Improve data type matching between R and Spotfire Data Engine

Data types are a bit of an issue in Spotfire. The way it interacts with R is no exception. It's generally understandable that Spotfire tries to allocate different columns in any new dataset into different data types to facilitate visualization and analysis. E.g. One will want geographical coordinates to work with a map, have dates properly interpreted and ordered, etc. This is normally a good thing! However, this approach leads a problem: Spotfire also tries to enforce these data types into R data functions (open-source R with TSSS).

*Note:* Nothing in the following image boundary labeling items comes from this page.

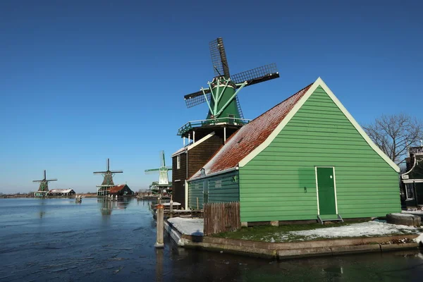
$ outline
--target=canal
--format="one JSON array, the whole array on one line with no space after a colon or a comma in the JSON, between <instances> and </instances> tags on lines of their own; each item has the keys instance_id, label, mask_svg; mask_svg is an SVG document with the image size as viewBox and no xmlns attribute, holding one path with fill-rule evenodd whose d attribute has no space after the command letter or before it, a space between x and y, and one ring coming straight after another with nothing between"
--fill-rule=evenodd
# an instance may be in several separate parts
<instances>
[{"instance_id":1,"label":"canal","mask_svg":"<svg viewBox=\"0 0 423 282\"><path fill-rule=\"evenodd\" d=\"M149 202L0 199L0 281L421 281L418 251L277 262L155 250Z\"/></svg>"}]
</instances>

Why is this a problem? This is a problem because it renders R scripts and function supposed to run within Spotfire not testable. The recommended approach is to use a proper R IDE (e.g. RStudio) to develop the desired code and test it iteratively with a local instance of the data to be used in Spotfire afterwards. But, because it is impossible to export a data table WITH THEIR CORRESPONDING DATA TYPE to a CSV, XLS, or tab-separated file, the code developed is never guaranteed to be fully compatible with the data Spotfire will provide it with after it is implemented as a data function.

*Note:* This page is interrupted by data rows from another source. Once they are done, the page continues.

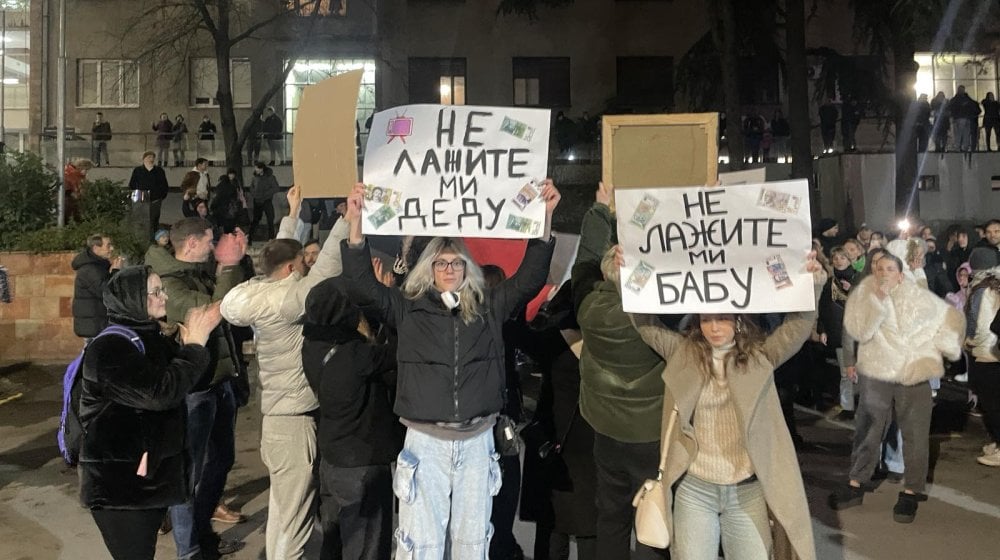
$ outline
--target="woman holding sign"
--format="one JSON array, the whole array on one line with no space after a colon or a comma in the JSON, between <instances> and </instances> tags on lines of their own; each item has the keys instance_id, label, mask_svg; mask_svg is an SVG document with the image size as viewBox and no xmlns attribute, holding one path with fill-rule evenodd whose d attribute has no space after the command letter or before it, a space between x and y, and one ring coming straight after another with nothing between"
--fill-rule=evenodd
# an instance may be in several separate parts
<instances>
[{"instance_id":1,"label":"woman holding sign","mask_svg":"<svg viewBox=\"0 0 1000 560\"><path fill-rule=\"evenodd\" d=\"M826 273L815 257L809 254L806 269L818 298ZM620 248L617 260L622 264ZM663 488L676 485L666 496L671 557L714 560L721 538L727 560L767 560L785 546L814 559L802 475L773 375L809 338L816 312L790 313L766 337L747 315L694 315L684 333L653 315L631 317L666 361L664 410L678 411L678 429L661 442L669 446Z\"/></svg>"},{"instance_id":2,"label":"woman holding sign","mask_svg":"<svg viewBox=\"0 0 1000 560\"><path fill-rule=\"evenodd\" d=\"M395 413L409 428L396 462L396 558L483 560L492 496L500 491L493 427L503 408L501 328L545 283L559 191L542 186L545 231L528 242L517 274L488 289L461 239L428 243L401 289L380 284L361 234L364 186L347 201L341 245L351 299L397 330Z\"/></svg>"}]
</instances>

Based on my own experience of about a year of developing R functions to work within Spotfire applications, if the code has more than a couple of lines, it is bound not to work on a first attempt: One has then to tamper with the code, explicitly declare data types or simply keep trying different ways to do what is wanted until it finally works. This is often a deeply frustrating process.

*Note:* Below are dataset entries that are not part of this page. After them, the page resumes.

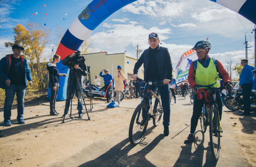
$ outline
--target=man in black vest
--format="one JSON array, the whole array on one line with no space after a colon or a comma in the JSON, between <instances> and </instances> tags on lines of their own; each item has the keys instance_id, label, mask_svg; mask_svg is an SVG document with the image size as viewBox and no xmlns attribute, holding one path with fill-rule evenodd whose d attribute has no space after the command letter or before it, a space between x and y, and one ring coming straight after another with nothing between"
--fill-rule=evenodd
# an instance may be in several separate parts
<instances>
[{"instance_id":1,"label":"man in black vest","mask_svg":"<svg viewBox=\"0 0 256 167\"><path fill-rule=\"evenodd\" d=\"M144 51L135 63L132 79L137 79L139 69L143 64L145 81L153 82L163 81L164 85L158 87L158 89L163 110L163 133L167 136L169 135L171 111L168 84L172 76L172 67L168 49L159 46L160 42L157 34L153 32L149 34L148 43L150 47Z\"/></svg>"}]
</instances>

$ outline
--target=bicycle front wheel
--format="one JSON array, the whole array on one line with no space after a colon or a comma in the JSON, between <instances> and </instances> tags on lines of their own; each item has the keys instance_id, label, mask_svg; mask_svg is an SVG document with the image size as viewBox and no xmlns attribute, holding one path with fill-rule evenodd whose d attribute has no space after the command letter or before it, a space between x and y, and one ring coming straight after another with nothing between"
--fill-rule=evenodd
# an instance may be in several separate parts
<instances>
[{"instance_id":1,"label":"bicycle front wheel","mask_svg":"<svg viewBox=\"0 0 256 167\"><path fill-rule=\"evenodd\" d=\"M221 148L221 131L219 120L217 106L216 105L212 105L211 107L209 126L210 143L213 156L216 161L219 158Z\"/></svg>"},{"instance_id":2,"label":"bicycle front wheel","mask_svg":"<svg viewBox=\"0 0 256 167\"><path fill-rule=\"evenodd\" d=\"M129 127L129 140L134 146L140 142L146 132L149 118L147 107L146 103L142 102L137 106L131 117Z\"/></svg>"}]
</instances>

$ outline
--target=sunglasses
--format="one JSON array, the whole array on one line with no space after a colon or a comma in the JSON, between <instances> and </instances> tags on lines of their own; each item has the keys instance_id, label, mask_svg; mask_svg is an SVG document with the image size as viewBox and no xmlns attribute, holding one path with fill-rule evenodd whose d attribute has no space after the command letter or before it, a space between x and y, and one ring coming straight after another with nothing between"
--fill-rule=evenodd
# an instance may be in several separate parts
<instances>
[{"instance_id":1,"label":"sunglasses","mask_svg":"<svg viewBox=\"0 0 256 167\"><path fill-rule=\"evenodd\" d=\"M200 54L200 53L201 52L201 51L202 51L203 50L205 50L205 49L200 50L198 51L196 51L196 52L197 54Z\"/></svg>"}]
</instances>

In one example of a Spotfire application I'm developing right now, I managed to extract the data types from the instance of R running inside Spotfire and compare it with the same open-source R being used by Spotfire in its server. In this example only ~36% of the columns of the same dataset had the same data types. I.e. the majority of the fields in the data table have mismatching data types between the development environment (pure R) and the execution one (Spotfire data function with open-source R).

A possible work-around for this issue is to always explicitly declare ALL data types to be used in the R script, but that is not guaranteed to always work, as the data may be too severely disfigured by Spotfire that R may not understand it afterwards (dates are a usual suspect in this case...). Not to mention that large and dynamic datasets would make this approach not very sensible.

A more permanent solution would be to remove the data-type declaration from the interface Spotfire-R altogether. So that the data fed into R is always as "clean" as the data used to test the script in the first place. It could be provided as an option in the data function properties somewhere. This would allow a much larger chance of having compatible code and lead to a way less frustrating process of using Spotfire itself.

  • Attach files
  • Guest
    Reply
    |
    Sep 19, 2016

    If you export the data from Spotfire in SBDF format and read it into TERR with SpotfireUtils::ImportDataFromSBDF() the type information should be there.  Why are you using CSV format?